Introduction to Data Communication 2007

Exercises 5 (19.4.)

  1. Traceroute
    With a program called traceroute you can find out what routes packets really travel in the Internet. Links to many traceroute services are to be found from the net address http://www.traceroute.org, for example the traceroute service of Funet http://www.csc.fi/cgi-bin/nph-traceroute or the traceroute service of ETSI http://portal.etsi.org/webstats/traceroute.asp. Find out how packets are routed from USA or Canada to the Computer Science Department at the University of Helsinki (cs.helsinki.fi) or some other domain or IP address chosen by you.
    What information do you get about the routes? How is the traceroute program really working to get that information?

  2. Forwarding table and forwarding
    Consider a datagram networks using 32-bit host addresses. Suppose a router has four links, numbered 0 through 3, and packets are to be forwarded to the link interface as follows:
                  Destination Address Range         Link interface 
    	     
        11100000 00000000 00000000 00000000
                .............                         0
        11100000 11111111 11111111 11111111	 
        
        11100001 00000000 00000000 00000000
                 ............                         1                                         
        11100001 00000000 11111111 11111111   
        
        11100001 00000001 00000000 00000000
                 ...........                          2
        11100001 11111111 11111111 11111111
        
                otherwise                             3
    
    1. Provide a forwarding table that has four entries, uses longest-prefix matching, and forwards packets to the correct link interfaces.
    2. Describe how your forwarding table determines the approriate linki interface for datagrams with destination addresses:
            11001000 10010001 01010001 01010101
            11100001 00000000 11000011 00111100
            11100001 10000000 00010001 01110111
      

  3. Subnet addresses
    Consider a router that interconnects three subnets: Sub1, Sub2, and Sub3. Suppose all of the intefaces in each of these three subnets are required to have the prefix 223.1.17.0/24. Also suppose that Sub1 is required to support up to 125 interfaces, and Sub2 and Sub3 are each required to support up to 60 interfaces. Provide three network addresss (of form a.b.c-d/x) that satisfy these contraints.

  4. Packet fragmentation
    The network layer of host A gets from its transport layer 3000 bytes of data to be sent to the host B. A and B are situated in different networks that are connected by one router. A's LAN can carry at most 1500 bytes of data in one packet and the maximum size of data in B's LAN is only 1000 bytes. Suppose that the next sequence number for A's IP packet is 100.
            A - XXXXXXXXX  -  router  -  XXXXXXXXXXXX - B
    
                 LAN  a                     LAN b 
          max. 1500 bytes data        max. 1000 bytes  data

    What kind of IP packets does A send? What does the router do to these packets? What kind of IP packets does B receive? Give the contents of the IP header fields involved in fragmentation in the sent and received IP packets.

  5. Flooding
    1. Suppose that, in the network below, the node A sends a packet using flooding. Presume also that for a packet to cross a link it takes one time unit for each link and the sending and receiving of packets does not consume any time. How does the sending of packets continue?
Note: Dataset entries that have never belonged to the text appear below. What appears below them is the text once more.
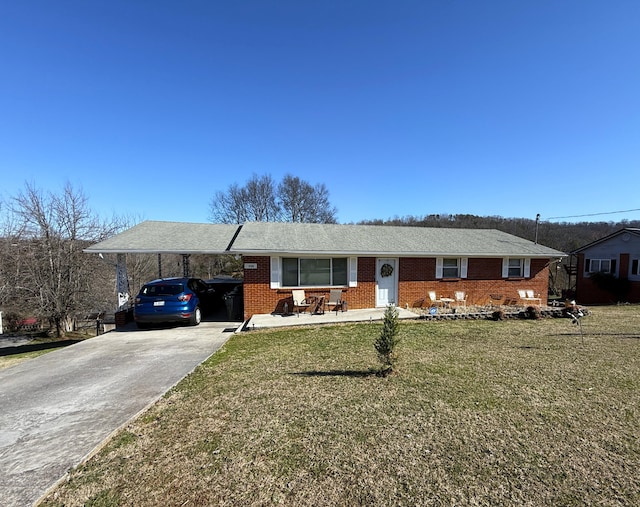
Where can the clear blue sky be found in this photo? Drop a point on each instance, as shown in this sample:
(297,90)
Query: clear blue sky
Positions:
(506,108)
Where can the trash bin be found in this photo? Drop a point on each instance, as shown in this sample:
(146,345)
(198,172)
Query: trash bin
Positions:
(234,303)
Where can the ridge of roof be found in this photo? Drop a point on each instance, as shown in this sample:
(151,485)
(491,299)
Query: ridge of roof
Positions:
(325,239)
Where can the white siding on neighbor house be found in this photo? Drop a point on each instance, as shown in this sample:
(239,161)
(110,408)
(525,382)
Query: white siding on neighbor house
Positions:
(611,249)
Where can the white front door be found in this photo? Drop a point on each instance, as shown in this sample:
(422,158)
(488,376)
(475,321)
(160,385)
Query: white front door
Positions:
(386,282)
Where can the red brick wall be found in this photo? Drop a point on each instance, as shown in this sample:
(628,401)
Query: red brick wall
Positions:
(484,277)
(416,276)
(587,293)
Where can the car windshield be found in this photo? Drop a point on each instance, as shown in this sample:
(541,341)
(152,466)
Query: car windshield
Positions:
(162,290)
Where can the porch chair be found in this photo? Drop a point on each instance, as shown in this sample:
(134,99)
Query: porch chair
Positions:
(335,300)
(434,299)
(461,298)
(300,301)
(529,297)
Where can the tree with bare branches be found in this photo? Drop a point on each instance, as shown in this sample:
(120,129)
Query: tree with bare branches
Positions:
(260,200)
(45,234)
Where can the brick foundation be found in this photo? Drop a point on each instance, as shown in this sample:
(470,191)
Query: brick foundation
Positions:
(416,276)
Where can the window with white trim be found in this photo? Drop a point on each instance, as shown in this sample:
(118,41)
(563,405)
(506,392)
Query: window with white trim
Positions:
(451,267)
(516,267)
(314,272)
(600,265)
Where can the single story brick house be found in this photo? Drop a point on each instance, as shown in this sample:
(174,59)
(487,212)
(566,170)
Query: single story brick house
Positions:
(373,265)
(608,269)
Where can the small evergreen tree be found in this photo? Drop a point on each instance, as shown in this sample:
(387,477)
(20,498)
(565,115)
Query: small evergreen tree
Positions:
(386,343)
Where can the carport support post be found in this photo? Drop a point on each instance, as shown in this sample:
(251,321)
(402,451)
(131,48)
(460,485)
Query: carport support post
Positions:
(122,281)
(185,265)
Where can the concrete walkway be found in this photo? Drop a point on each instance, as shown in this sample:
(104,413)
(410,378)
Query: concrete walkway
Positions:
(56,409)
(304,319)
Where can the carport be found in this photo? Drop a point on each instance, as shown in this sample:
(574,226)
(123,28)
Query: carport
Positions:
(154,237)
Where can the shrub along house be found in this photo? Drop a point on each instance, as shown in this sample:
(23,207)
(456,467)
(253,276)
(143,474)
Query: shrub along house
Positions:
(608,269)
(374,266)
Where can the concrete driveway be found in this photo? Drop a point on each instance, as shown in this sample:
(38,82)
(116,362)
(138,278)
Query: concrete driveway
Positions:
(56,409)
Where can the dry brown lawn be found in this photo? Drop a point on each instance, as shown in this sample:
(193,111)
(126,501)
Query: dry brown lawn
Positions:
(478,413)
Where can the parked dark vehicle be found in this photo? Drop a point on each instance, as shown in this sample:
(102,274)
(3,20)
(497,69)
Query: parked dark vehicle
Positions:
(173,300)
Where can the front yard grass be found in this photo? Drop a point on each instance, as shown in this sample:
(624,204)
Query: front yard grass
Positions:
(478,412)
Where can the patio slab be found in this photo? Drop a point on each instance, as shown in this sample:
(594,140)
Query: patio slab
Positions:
(272,320)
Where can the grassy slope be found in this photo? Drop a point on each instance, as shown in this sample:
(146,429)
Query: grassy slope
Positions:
(491,413)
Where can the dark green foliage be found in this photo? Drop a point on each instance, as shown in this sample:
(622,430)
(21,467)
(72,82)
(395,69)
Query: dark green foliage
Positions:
(386,343)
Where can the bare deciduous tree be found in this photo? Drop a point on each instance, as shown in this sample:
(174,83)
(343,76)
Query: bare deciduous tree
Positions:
(256,202)
(293,200)
(300,202)
(48,233)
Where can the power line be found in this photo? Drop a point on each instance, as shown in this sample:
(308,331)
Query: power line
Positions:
(595,214)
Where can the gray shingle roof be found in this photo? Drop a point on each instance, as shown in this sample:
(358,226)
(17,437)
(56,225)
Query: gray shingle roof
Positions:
(264,238)
(169,237)
(260,237)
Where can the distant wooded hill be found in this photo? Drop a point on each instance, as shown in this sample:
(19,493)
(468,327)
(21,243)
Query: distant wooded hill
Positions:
(563,236)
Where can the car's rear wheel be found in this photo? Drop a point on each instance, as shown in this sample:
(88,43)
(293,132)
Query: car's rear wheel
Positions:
(196,317)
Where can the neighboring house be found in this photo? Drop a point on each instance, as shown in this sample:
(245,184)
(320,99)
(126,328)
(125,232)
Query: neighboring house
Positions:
(373,265)
(608,269)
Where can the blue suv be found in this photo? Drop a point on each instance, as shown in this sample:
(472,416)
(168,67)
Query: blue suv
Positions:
(173,300)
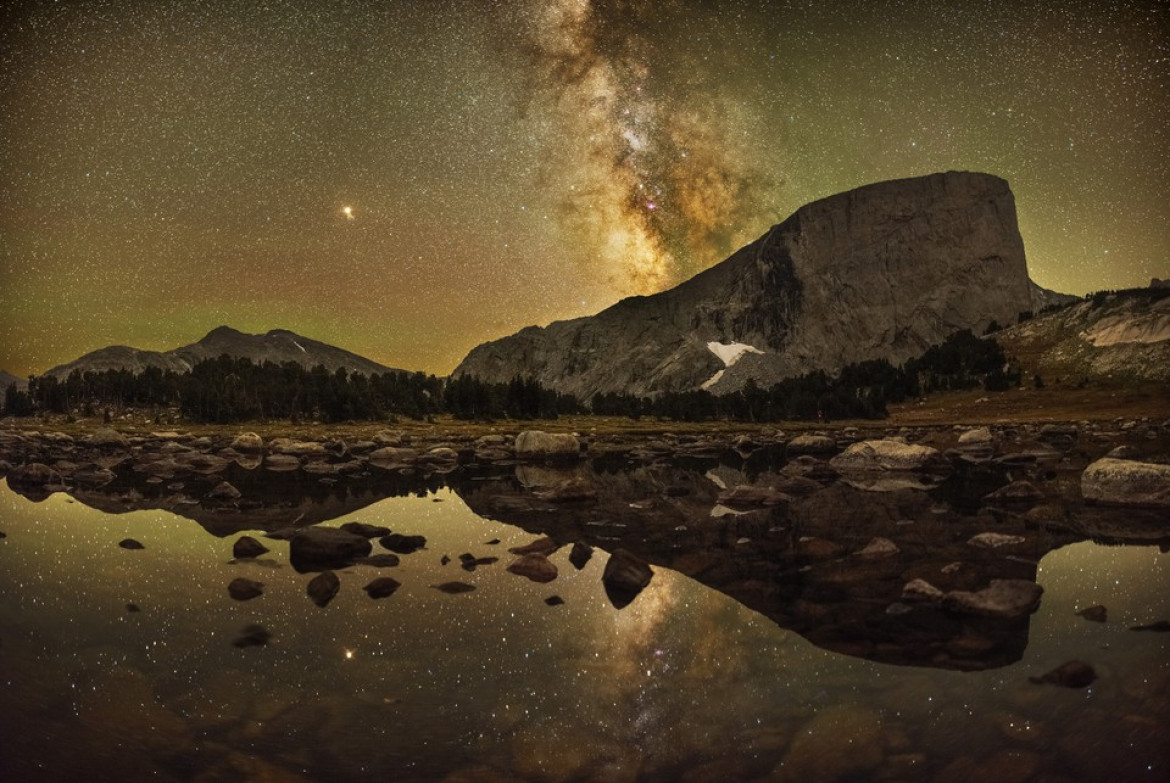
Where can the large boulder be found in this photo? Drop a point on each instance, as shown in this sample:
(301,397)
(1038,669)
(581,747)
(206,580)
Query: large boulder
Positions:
(317,548)
(535,445)
(1127,482)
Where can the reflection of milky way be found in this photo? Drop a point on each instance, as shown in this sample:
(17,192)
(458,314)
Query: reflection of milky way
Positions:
(651,180)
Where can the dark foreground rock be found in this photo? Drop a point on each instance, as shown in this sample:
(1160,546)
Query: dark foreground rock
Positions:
(323,588)
(625,576)
(1073,674)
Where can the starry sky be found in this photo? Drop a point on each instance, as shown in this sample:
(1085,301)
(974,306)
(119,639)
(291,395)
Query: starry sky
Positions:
(408,179)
How many packets in total has been sent after four time units?
                   
           A ---------------B
           |              / |
           |             /  |
           |            /   |
           |           /    | 
           |          /     |
           |         /      |
           |        E       |
           |      /   \     |
           |     /     \    |
           |    /       \   |
           |   /         \  |
           |  /           \ |
           | /             \|
           C -------------- D            
       
    2. What different ways there are to stop the continuous and increasing sending of packets in flooding?
    3. In which kind of situations is flooding useful?

  6. Dijkstra's shortest path algorithm in routing
    1. Find using Dijkstra's algorithm the shortest (lowest cost) routes from node A to all other nodes in the network below.
                                  3
                          B . . . . . . .F
                        .  .            .  . 
                     .      .          .    .
                3  .       1 .      4 .      . 2
                 .            .      .        .
                .     3        .   .     3     .
      network  A . . . . . . .  D . . . . . . . .E
                 .             .  .             .
                  .           .    .           .
                   .         . 2    . 2       .
                 2  .       .        .       .  1
                     .     .          .     .
                      .   .            .  .
                       C . . . . . . .  G
       
                                2
    2. Give, based on the routes found, the routing table for node A. In the routing table there is, for each node the outlink to be used and the cost of the route. The outlinks are numbered so that the link from A to be is number 1, from A to D number 2 and from A to C number 3.